SEE ALSO: James Joyner takes a detailed look at what he calls Huckabee’s “Sunday school” foreign policy.

UPDATE: Even Andrew Sullivan gets in on the act. He’s right, though. Huckabee’s statement basically consisted of throwing out the names of two foreign policy theorists that Huckabee could recall off the top of his head, not even realizing that the two stand for essentially opposite concepts of American foreign policy.

5 thoughts on “Huck And Foreign Affairs

  1. Reagan had written extensively on foreign policy before 1980, and had been the governor of a state with an international border and numerous foreign trade ties even at the time. As for George W., I don’t think he would have been nominated if the war had started in 1999 rather than 2001. Bush made up for his lack of experience with a decent foreign policy team, and even then Bush’s foreign policy has been half-assed at best. He gets credit for his fortitude on the war, but Bush’s overall foreign policy is a mixed bag at best.

    Huckabee keeps demonstrating a fundamental lack of not only experience, but judgment. His foreign policy is scarcely different from Obama’s or Edwards’. In terms of foreign policy, I’d be more comfortable with Hillary in charge than Huckabee.
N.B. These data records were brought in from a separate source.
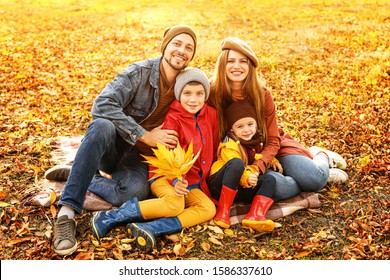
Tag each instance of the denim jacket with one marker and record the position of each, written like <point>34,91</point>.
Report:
<point>130,98</point>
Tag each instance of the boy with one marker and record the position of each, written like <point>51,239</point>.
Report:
<point>178,204</point>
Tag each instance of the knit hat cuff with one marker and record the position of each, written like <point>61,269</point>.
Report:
<point>238,45</point>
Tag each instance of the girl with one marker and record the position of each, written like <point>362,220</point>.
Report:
<point>235,177</point>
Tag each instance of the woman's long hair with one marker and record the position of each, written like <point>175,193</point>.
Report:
<point>221,95</point>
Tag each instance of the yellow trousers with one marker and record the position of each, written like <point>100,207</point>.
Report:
<point>191,210</point>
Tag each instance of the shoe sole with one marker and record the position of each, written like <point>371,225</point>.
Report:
<point>67,251</point>
<point>93,227</point>
<point>265,226</point>
<point>144,240</point>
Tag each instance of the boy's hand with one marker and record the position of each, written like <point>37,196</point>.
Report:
<point>181,188</point>
<point>253,178</point>
<point>166,137</point>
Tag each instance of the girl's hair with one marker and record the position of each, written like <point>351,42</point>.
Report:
<point>221,95</point>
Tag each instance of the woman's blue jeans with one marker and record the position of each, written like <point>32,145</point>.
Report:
<point>300,174</point>
<point>101,149</point>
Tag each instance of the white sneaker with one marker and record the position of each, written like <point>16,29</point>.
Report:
<point>337,176</point>
<point>335,160</point>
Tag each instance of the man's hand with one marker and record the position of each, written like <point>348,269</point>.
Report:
<point>181,188</point>
<point>166,137</point>
<point>276,166</point>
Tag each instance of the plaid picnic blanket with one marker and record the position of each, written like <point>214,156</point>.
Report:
<point>65,148</point>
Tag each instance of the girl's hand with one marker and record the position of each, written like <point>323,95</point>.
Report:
<point>181,188</point>
<point>253,178</point>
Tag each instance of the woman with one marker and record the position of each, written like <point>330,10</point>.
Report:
<point>234,79</point>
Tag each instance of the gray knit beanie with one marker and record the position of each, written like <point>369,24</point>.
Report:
<point>191,74</point>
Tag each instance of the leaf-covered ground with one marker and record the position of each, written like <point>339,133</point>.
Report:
<point>327,63</point>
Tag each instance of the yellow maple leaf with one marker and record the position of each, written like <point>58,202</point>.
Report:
<point>173,163</point>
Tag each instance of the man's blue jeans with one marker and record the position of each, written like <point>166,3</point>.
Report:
<point>300,174</point>
<point>99,149</point>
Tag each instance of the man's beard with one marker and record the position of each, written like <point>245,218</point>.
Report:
<point>174,66</point>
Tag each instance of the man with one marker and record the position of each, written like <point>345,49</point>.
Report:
<point>127,122</point>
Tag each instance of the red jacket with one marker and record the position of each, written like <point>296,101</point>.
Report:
<point>202,131</point>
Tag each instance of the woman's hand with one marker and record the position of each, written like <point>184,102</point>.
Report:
<point>181,188</point>
<point>253,178</point>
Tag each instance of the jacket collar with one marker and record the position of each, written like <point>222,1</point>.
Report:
<point>155,72</point>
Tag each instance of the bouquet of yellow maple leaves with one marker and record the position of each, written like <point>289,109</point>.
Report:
<point>171,163</point>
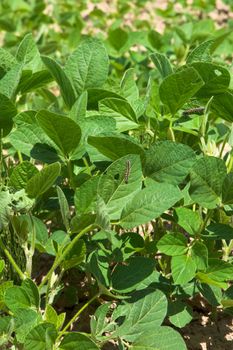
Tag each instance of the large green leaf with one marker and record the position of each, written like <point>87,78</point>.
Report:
<point>66,88</point>
<point>41,337</point>
<point>227,189</point>
<point>119,182</point>
<point>162,64</point>
<point>86,195</point>
<point>167,161</point>
<point>125,278</point>
<point>144,312</point>
<point>42,181</point>
<point>30,139</point>
<point>173,244</point>
<point>177,88</point>
<point>77,341</point>
<point>87,66</point>
<point>207,177</point>
<point>218,231</point>
<point>188,219</point>
<point>8,111</point>
<point>115,107</point>
<point>114,145</point>
<point>64,132</point>
<point>21,174</point>
<point>222,106</point>
<point>215,77</point>
<point>149,203</point>
<point>179,313</point>
<point>183,269</point>
<point>162,338</point>
<point>201,52</point>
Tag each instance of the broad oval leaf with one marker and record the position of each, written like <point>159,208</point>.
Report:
<point>215,77</point>
<point>144,312</point>
<point>115,146</point>
<point>66,88</point>
<point>207,177</point>
<point>87,67</point>
<point>183,269</point>
<point>149,204</point>
<point>173,244</point>
<point>126,277</point>
<point>42,181</point>
<point>167,161</point>
<point>41,337</point>
<point>64,132</point>
<point>177,88</point>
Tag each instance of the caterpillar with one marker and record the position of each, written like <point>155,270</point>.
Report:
<point>127,171</point>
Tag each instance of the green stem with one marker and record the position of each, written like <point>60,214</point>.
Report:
<point>61,255</point>
<point>74,318</point>
<point>70,173</point>
<point>12,261</point>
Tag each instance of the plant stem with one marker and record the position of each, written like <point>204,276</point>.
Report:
<point>61,255</point>
<point>12,261</point>
<point>77,314</point>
At least she’s Machiavellian enough to keep our enemies guessing. Huckabee’s disturbing naïveté makes him unfit to lead this country in a time of war. I could accept him as a VP, but he just doesn’t have what it takes to lead.

  2. The more we’re told Huckabee simply can’t win, the higher his poll numbers go. Now he leads Thompson in his firewall state of South Carolina….and murmurs last week suggested he’s leading Giuliani is his firewall state of Florida. Mind you these polls came out AFTER a week full of Huckabee-bashing. His opponents have thrown everything and the kitchen sink at him only to watch his popularity continue to go up.

    People like you are quaint and naive enough to believe that Presidential elections are actually won on issue. They’re won on salesmanship….and Huckabee is one hell of a salesman. If he’s the GOP nominee, he’s the next President. Period. The weakest link to the GOP coalition is the evangelical base, which demands purity or will go on strike. That’s why Giuliani would be such an unmitigated disaster for them. Consolidating the evangelical base means taking potential swing states like Missouri and West Virginia out of contention by July and forcing the Democrats into the same dead-end 18-state strategy that has destroyed them in the last two election cycles.

    And seriously Jay, where do the GOP’s robber barons and neocons go after Huckabee gets the nomination. Do “ownership society” blue bloods really vote for a Democrat who favors universal health care and raising the top tax rate (or sit home and risk that Democrat winning) or do they hold their nose and vote Huckabee? Do “bomb, bomb, bomb, bomb, bomb Iran” voters really deny their vote to a fellow hawk in favor of his “cut and run” opponent?

    Huckabee may not be your first choice or the first choice of establishment Republicans who took for granted that they could hold off the mutiny of their malnourished Christian soldiers forever, but when he proves that he can win against weak Democratic opposition next fall, you’ll be onboard.